I do agree that Metro can seem more akin to commuter rail than urban rapid transit: it brings people from the suburbs to and from the central employment areas perhaps more effectively than moving them from place to place within the District – compare the web-like structure of Paris’ Métro to the hub-and-spoke nature of DC’s namesake and you’ll get an idea of what I’m talking about. So, Nick’s map – though implausible – does offer an interesting alternative perspective on transit in the Greater DC area.

The map itself is quite nicely drawn, with some obvious Vignellian influence. The newly-minted names for each route give good local flavour, but do present a bit of a problem for colour-blind users, as they’re the only way to identify which line is which. Unfortunately, some of the line colours (especially Manassas, Montgomery and Prince George’s) can look very similar for these readers. The official Metro map’s lettered bullets (”BL, “RL”, etc.) at the end of each line help alleviate this problem; maybe Nick could consider something similar.
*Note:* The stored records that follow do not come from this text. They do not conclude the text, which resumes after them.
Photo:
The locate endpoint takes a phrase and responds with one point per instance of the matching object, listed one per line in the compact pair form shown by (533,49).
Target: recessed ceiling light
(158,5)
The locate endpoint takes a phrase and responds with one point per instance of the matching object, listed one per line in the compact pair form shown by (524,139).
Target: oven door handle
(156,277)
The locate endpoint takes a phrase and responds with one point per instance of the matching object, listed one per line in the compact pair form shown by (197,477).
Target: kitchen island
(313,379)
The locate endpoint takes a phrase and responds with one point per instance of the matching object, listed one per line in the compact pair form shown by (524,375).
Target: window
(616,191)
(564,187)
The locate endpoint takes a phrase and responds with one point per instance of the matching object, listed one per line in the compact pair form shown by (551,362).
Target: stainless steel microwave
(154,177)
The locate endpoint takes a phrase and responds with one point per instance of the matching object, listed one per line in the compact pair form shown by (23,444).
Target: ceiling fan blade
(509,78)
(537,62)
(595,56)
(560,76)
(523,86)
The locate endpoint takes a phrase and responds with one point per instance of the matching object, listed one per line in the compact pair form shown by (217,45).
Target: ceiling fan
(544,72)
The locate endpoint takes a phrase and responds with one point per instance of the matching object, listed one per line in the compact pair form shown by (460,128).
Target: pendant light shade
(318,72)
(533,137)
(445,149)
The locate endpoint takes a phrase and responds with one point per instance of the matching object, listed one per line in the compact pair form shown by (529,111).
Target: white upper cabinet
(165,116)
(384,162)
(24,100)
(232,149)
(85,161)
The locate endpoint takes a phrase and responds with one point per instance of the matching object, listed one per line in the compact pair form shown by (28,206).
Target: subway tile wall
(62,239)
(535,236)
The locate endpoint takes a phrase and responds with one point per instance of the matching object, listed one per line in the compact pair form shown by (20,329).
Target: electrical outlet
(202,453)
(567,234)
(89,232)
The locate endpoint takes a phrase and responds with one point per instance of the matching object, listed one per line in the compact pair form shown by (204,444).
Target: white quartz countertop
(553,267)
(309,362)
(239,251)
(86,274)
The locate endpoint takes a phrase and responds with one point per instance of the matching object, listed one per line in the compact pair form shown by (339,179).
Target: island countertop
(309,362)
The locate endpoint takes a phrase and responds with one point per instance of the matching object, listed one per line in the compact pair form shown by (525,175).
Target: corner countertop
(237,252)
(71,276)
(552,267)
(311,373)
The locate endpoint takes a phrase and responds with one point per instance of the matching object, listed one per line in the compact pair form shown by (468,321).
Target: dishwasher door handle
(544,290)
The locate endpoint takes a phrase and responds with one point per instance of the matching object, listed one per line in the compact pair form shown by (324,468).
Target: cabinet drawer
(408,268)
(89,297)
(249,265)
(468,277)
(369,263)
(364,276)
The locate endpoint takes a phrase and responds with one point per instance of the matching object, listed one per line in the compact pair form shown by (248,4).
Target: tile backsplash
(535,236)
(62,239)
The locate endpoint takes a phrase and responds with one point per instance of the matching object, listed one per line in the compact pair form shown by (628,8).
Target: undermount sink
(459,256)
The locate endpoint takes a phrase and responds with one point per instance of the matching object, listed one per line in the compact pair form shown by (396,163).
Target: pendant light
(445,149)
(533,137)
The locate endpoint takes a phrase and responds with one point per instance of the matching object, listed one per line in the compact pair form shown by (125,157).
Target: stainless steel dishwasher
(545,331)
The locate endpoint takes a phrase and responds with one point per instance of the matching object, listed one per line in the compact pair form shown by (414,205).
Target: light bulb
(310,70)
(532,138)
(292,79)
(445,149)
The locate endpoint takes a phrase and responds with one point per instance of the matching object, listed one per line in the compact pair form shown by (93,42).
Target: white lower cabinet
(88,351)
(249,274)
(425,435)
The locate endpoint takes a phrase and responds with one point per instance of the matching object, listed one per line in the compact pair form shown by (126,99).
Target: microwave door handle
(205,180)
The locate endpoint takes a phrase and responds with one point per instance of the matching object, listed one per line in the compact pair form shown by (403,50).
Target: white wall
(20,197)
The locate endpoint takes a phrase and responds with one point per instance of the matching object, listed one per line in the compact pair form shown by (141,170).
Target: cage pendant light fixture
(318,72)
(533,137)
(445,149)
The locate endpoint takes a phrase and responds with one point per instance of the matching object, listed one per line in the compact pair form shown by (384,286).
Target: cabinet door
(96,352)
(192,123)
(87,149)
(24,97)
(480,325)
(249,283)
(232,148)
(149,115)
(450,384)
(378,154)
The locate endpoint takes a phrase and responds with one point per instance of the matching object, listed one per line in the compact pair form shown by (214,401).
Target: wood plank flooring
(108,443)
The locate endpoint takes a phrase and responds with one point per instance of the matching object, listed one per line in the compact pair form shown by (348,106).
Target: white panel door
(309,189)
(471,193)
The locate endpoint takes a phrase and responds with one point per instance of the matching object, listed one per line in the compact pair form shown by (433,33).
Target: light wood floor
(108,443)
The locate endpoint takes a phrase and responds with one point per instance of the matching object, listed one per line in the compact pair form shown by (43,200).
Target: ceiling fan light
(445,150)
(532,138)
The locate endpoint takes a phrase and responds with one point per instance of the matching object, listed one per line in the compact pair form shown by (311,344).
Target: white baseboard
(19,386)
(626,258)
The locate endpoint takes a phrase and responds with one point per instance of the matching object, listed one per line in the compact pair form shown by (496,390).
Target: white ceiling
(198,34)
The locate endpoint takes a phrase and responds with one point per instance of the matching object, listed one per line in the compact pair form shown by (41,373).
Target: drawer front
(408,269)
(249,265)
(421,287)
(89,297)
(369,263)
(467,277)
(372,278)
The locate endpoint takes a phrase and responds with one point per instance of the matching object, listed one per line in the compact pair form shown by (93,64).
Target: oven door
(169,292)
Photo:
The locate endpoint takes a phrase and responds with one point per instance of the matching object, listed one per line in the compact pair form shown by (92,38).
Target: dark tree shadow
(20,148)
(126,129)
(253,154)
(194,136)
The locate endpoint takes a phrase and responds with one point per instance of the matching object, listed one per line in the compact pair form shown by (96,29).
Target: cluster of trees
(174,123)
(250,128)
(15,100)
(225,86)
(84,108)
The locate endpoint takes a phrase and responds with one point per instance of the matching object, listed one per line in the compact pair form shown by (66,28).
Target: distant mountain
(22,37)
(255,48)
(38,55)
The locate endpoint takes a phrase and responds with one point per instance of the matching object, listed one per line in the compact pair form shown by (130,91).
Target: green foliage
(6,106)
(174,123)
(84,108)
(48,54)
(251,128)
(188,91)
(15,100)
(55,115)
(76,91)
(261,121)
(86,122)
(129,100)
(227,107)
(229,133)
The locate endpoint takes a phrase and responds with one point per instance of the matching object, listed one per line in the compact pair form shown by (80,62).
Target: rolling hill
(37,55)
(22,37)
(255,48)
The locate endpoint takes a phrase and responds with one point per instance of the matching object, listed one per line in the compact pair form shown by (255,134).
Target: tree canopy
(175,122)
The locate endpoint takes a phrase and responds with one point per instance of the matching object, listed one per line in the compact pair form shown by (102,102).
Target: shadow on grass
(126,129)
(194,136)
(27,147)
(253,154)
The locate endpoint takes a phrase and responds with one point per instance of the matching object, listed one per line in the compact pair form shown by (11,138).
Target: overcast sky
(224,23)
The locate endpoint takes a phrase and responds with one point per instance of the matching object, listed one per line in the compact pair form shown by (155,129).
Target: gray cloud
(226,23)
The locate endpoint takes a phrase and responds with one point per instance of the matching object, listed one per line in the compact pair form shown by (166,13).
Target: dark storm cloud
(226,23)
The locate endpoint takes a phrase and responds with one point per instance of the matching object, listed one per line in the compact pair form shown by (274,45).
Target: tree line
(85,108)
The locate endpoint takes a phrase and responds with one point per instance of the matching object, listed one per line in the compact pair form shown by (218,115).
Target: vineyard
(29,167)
The large area that the map covers – and the hub-and-spoke nature of the network that I mentioned previously – means that there’s a lot of empty space around the edge of the map. Although Nick is keen to emphasise the relative distances covered by the system, I do think he could tighten the map up a bit and also make the labels for the stations just a bit bigger. Everything just feels a little distant and small at the moment.

Minor tweaks: the Green/Prince George’s line should cross over the pink/brown lines, as it’s getting lost underneath them at present, especially with the change in direction being hidden. I’d also nudge the angled Blue/Arlington corner down next to Courthouse until it lines up with the 90-degree corner of the Silver/Dulles line, just to be a little neater. One typo: it should be Arlington Cemetery, not Cemetary.

I’m not sure how I feel about all the county boundaries: it just seems so parochial, as well as cluttering up the map with a whole heap of dashed lines, especially when it gets to outlying counties that don’t even have rail service. Then again, it does help with rapid orientation for users. Finally, I’m always sad when the “District diamond” doesn’t make a perfectly symmetrical shape: Nick’s left side is just a little lower than his right.

Our rating: An interesting – and perhaps a little sardonic – reimagining of rail transit in the Greater DC area. I like the thought put into the concept, and the map’s not bad either. Some tweaking could perhaps tighten the layout up some more and really make it sing. 3 stars.